From Sparse Dependence to Sparse Attention: Unveiling How Chain-of-Thought Enhances Transformer Sample Efficiency
Kaiyue Wen, Huaqing Zhang, Hongzhou Lin, Jingzhao Zhang
TL;DR
This work investigates why chain-of-thought prompts improve reasoning in transformers, arguing that sample efficiency—not just expressiveness—is the bottleneck. Through a parity-function framework, it shows exponential sample complexity without CoT but polynomial, near-linear complexity with CoT, driven by sparse sequential dependencies that yield sparse, interpretable attention. Theoretical results are complemented by empirical parity experiments and real-world GSM8K data, which confirm the central role of sparsity in attention for CoT-enabled learning.

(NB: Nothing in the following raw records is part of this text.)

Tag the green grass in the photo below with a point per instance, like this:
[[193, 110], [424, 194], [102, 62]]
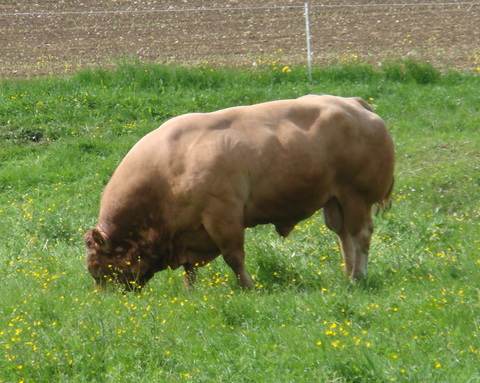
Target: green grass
[[416, 319]]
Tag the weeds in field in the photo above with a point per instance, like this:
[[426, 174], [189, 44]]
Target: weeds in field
[[414, 319]]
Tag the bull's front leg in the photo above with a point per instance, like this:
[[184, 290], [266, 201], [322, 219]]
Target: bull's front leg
[[190, 276], [236, 260], [228, 234], [352, 222]]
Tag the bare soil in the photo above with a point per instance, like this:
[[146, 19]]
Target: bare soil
[[53, 37]]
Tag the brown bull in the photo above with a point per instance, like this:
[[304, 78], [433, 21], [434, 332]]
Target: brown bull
[[186, 192]]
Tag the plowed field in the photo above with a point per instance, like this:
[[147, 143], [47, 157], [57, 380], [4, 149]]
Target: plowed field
[[53, 36]]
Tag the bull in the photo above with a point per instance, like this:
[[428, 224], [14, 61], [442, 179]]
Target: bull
[[185, 193]]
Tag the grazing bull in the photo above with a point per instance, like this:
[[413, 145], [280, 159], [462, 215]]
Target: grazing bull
[[186, 192]]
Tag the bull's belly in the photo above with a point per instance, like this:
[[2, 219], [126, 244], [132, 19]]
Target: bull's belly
[[284, 214]]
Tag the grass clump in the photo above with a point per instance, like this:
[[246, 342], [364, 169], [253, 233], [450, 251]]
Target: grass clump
[[413, 320]]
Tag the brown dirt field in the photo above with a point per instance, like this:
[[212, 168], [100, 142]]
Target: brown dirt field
[[54, 37]]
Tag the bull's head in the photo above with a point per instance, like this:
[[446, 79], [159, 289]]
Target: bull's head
[[124, 263]]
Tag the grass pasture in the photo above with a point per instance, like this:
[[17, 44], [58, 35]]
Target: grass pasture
[[416, 318]]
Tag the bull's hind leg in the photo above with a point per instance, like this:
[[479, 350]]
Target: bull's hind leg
[[352, 222]]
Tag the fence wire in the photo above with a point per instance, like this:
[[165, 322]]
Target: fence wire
[[55, 37]]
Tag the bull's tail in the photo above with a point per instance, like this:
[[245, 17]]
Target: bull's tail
[[363, 103], [385, 203]]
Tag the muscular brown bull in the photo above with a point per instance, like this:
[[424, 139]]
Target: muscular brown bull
[[185, 193]]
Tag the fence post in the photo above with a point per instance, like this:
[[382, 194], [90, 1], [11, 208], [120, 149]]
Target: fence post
[[309, 49]]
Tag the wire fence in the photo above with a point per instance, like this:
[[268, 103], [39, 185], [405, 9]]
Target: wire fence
[[54, 37]]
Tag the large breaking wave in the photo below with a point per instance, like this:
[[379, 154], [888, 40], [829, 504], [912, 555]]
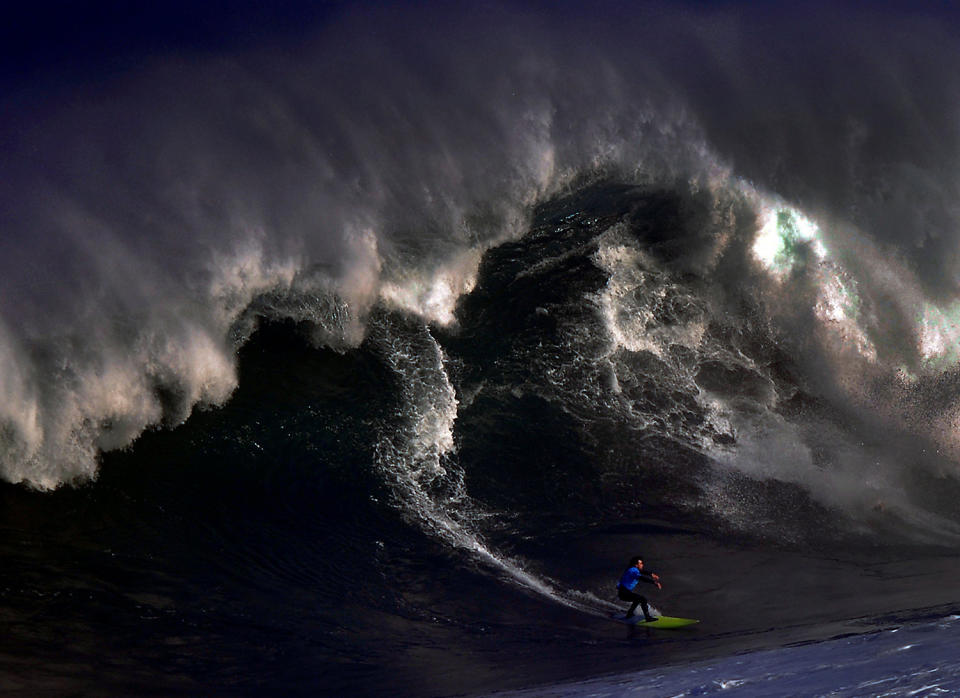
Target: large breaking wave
[[788, 315]]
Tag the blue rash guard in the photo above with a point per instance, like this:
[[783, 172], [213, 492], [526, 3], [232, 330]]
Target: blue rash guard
[[633, 576]]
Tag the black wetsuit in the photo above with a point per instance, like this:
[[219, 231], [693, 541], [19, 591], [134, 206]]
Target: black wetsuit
[[627, 593]]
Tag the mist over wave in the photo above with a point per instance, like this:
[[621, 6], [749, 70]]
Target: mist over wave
[[799, 300]]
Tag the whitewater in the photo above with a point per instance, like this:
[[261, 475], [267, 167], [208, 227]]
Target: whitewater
[[374, 348]]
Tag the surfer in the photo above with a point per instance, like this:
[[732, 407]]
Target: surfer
[[628, 583]]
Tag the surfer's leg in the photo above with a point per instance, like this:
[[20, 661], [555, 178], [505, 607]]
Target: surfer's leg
[[646, 609]]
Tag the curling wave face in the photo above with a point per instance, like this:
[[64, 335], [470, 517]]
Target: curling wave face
[[153, 222]]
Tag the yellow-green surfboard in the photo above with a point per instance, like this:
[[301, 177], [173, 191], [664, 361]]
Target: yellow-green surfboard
[[662, 622]]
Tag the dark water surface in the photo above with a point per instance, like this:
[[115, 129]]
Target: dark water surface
[[296, 540]]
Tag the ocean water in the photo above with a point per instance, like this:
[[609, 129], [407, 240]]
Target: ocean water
[[913, 660], [357, 358]]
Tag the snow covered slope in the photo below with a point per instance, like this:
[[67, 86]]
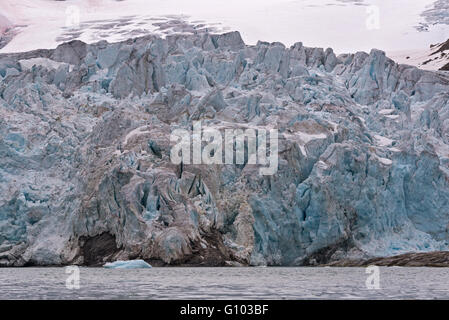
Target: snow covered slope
[[86, 176]]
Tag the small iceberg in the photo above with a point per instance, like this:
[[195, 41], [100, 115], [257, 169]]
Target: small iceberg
[[130, 264]]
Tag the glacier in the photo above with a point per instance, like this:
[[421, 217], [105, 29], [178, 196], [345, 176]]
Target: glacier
[[130, 264], [86, 178]]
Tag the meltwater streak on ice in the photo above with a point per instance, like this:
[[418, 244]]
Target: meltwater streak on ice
[[339, 24], [225, 283]]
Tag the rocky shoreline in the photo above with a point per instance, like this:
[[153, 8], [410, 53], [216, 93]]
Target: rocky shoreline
[[86, 175]]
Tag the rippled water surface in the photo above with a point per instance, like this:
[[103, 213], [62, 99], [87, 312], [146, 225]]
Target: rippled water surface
[[224, 283]]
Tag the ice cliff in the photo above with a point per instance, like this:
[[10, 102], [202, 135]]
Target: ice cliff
[[86, 178]]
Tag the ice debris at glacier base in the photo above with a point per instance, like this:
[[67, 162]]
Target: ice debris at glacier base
[[85, 174], [130, 264]]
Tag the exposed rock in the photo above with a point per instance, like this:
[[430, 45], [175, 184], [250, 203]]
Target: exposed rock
[[427, 259]]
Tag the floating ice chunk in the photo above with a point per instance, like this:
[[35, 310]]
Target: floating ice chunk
[[130, 264]]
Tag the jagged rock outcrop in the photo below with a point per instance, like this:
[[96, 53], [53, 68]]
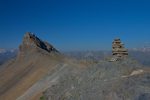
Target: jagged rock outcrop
[[118, 50], [31, 41], [35, 59]]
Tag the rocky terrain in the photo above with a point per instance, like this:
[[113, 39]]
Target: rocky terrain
[[41, 72], [7, 54], [35, 59], [123, 80]]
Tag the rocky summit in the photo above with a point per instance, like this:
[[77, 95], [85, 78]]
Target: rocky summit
[[31, 41]]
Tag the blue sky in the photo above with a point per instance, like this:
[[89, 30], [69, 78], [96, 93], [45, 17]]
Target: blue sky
[[76, 24]]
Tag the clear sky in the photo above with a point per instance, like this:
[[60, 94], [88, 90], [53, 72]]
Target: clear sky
[[76, 24]]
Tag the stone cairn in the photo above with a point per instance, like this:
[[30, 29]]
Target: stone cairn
[[118, 50]]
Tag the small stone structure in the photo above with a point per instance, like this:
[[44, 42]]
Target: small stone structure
[[118, 50]]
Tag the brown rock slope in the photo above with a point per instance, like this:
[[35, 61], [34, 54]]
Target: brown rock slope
[[34, 60]]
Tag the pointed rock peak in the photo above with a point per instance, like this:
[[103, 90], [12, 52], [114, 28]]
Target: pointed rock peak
[[31, 41]]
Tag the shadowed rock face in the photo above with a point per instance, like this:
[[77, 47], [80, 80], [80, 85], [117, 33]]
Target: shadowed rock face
[[34, 60], [30, 41]]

The findings suggest that CoT data shapes the optimization landscape, enabling efficient generalization and interpretable representations in attention mechanisms.
Abstract
Chain-of-thought (CoT) significantly enhances the reasoning performance of large language models (LLM). While current theoretical studies often attribute this improvement to increased expressiveness and computational capacity, we argue that expressiveness is not the primary limitation in the LLM regime, as current large models will fail on simple tasks. Using a parity-learning setup, we demonstrate that CoT can substantially improve sample efficiency even when the representation power is sufficient. Specifically, with CoT, a transformer can learn the function within polynomial samples, whereas without CoT, the required sample size is exponential. Additionally, we show that CoT simplifies the learning process by introducing sparse sequential dependencies among input tokens, and leads to a sparse and interpretable attention. We validate our theoretical analysis with both synthetic and real-world experiments, confirming that sparsity in attention layers is a key factor of the improvement induced by CoT.